I beg to move amendment No. 8, in Page 1, line 8, after 'Duchy', insert
'within Greater London and the District of Harrogate'.
The amendment seeks to restrict the deregulation of the Duchy of Lancaster, if I may describe it thus, to the Duchy's property in those areas on which the justification given by the Chancellor of the Duchy is based. Throughout the whole piece he has made it clear that the problem of partnership developers wanting longer leases than 99 years is apparent in the urban areas where the value of the land is extremely high.
The Chancellor has made no suggestion—indeed, no one in his right mind would make such a suggestion—that anyone has said that they will not take an agricultural lease because it runs for less than 150 years or that people refuse to buy a lease for less than 150 years for shooting on the north Yorkshire moors because they cannot raise the money on the market.
The justification for lifting the restrictions is based upon the alleged need to develop further the estate owned by the Duchy around the Savoy in the Strand, and possibly in Harrogate, which I understand is the Duchy's next most substantial land holding in an urban area.
We must get this matter into perspective. So far as I can discover, there are 2·5 acres on the Savoy estate, including the Savoy chapel and the surrounding garden. It is understood that no revenue is derived from them. Presumably the Prime Minister did not pay anything when her son got married at that chapel. One would have thought that that marriage would have occasioned some revenue, but apparently not.
On the assumption that the Duchy does not intend to redevelop the Savoy chapel and its garden, there are probably less than two acres of land on the Savoy estate available for development. Therefore, the whole justification for lifting the statutory restraints on the conduct of the Duchy are based on the possible needs of two acres in central London as against an estate of 36,000 acres of agricultural land.

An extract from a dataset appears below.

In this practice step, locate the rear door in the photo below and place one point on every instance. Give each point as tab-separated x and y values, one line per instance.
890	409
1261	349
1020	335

There are 2,800 acres in Northamptonshire and Lincolnshire, 13,000 acres in Staffordshire, Cheshire and Shropshire, 10,900 acres in Lancashire and 9,300 acres in Yorkshire. On top of that there are 15,000 acres of moorland in north Yorkshire and south Wales, most of which is subject to common rights, and some other smaller sections of developed property in Leeds, Leicester, Bradford, Lewes and parts of London other than the Savoy estate.

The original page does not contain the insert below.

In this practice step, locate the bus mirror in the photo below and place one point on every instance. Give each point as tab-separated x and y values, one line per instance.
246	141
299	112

I believe that it is preposterous for the Chancellor to say that he must lift all the restrictions on all the thousands of acres of land on the basis of a justification that springs from problems arising on less than two acres of land down the other end of the Strand. Such a justification is an absolutely preposterous absurdity.
The Chancellor has mentioned absolutely no need, let alone backed it up with argument, for the lifting of the restrictions to apply to the rest of the Duchy's estate anywhere in the country. The problems are specific to the limited urban sites. The proposal in the amendment would limit the lifting of the current restrictions to areas within greater London and the district of Harrogate. That is wholly proper and reasonable. I am happy to concede that if it is reasonable for the Duchy of Cornwall and the Crown Estate to have restrictions lifted in respect of their urban property, it is all right for the Duchy of Lancaster to have restrictions lifted in respect of its urban property. But it is to stand the whole thing on its head to change the law affecting such a large area of land simply because of' the problems of one small area.

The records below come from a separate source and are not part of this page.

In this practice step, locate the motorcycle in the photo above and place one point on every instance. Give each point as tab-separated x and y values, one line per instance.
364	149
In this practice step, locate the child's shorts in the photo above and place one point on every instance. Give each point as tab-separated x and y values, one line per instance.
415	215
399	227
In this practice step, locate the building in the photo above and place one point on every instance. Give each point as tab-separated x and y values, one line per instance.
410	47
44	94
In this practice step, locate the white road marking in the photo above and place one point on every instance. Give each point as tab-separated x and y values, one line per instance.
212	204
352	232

The Chancellor of the Duchy and I read the history of the estate completely differently. The right hon. and learned Gentleman is a lawyer, and one might have thought that he would believe that the law affected people's behaviour. Apparently he does not. He seems to think that the existence of a body of law over a considerable period has had no effect whatever on the conduct of the Duchy of Lancaster. As a junior Minister, and now as a senior Minister, he has brought Bill after Bill to the House on the basis that if one changes the law, one changes the way in which people do things. Yet he now says, "You can change the law and it will not make a ha'p'orth of difference."
I cannot believe that. Perhaps that is because I am not a lawyer and hold the law in more respect than the right hon. and learned Gentleman, who is so familiar with it. However, his proposition that changing the law does not change the way in which organisations act is preposterous. It is just as preposterous to suggest that we should change the law covering 50,000 acres of land because of the problems that occur on less than two acres. I hope that he will come up with a better justification than hitherto for the sweeping deregulatory changes that he proposes.